Gold has recently been of much interest to many with it’s gain in value. As one of the important insights that we use to enable our understanding of the market sentiment, it is time to review Gold’s correlation with the EUR/USD.
Correlation is a measure of how two financial assets move in relationship with each other. It ranges from being a 100% positive correlation, which means both financial assets move in unison to a 100% negative correlation also known as an inverse correlation which means both financial assets move in exact opposites.
In forex, we can seek out correlations between currency pairs and other financial assets to gain insights into possible undertones.
The EUR/USD and Gold is generally not correlated at the moment. This is not unexpected as both financial assets are experiencing different economical / sentimental situations.
Due to the COVID-19 pandemic and the various geo political tensions, apprehension and risk aversion persist. Gold is usually sought after as a “safe haven” during uncertain times and this is evident in the chart above as it’s value climbs to new highs. However, the case is different for the EUR/USD as both the US and the Euro Zone are facing immerse challenges as a result of the pandemic. As the market reacts to new developments on both sides of the Atlantic, sentiment shift resulting in price action. This translates to increased volatility which chips away the correlation between EUR/USD and Gold. Prior to this, we can see some correlation in the first two sectors of the analysis that as Gold climbs over time, the EUR/USD drops.

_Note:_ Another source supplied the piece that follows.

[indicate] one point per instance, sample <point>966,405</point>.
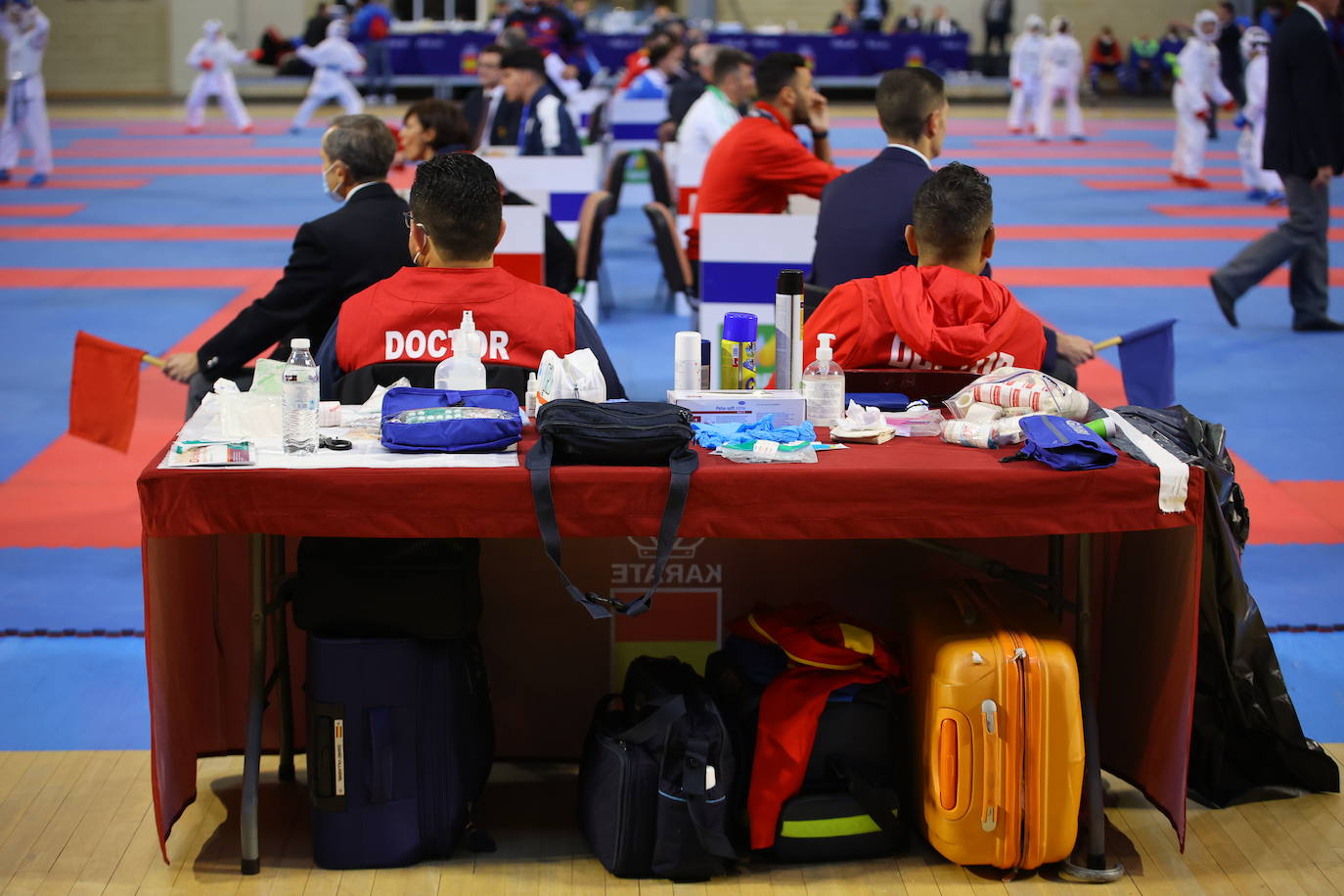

Having said so, there are still times when both assets correlate momentarily. This may be useful in terms of our understanding of the forex market sentiment. We can see this distinct relationship circled in the last sector of our chart analysis. Both the EUR/USD and Gold dipped sharply due to a general market shock that occurred across assets.
The Bottom Line
While the EUR/USD and Gold is no longer having the correlation seen in the first two sectors of the analysis, both assets may still experience correlation momentarily due to specific market events. This can be useful to our forex trade planning. Being familiar with the underlying currents of the markets may lead to a better informed choice of forex execution. Nothing in forex or in fact the markets in general can be determined with an accuracy of 100%. Hence it is prudent to always monitor both assets closely to determine if there is any useful insight.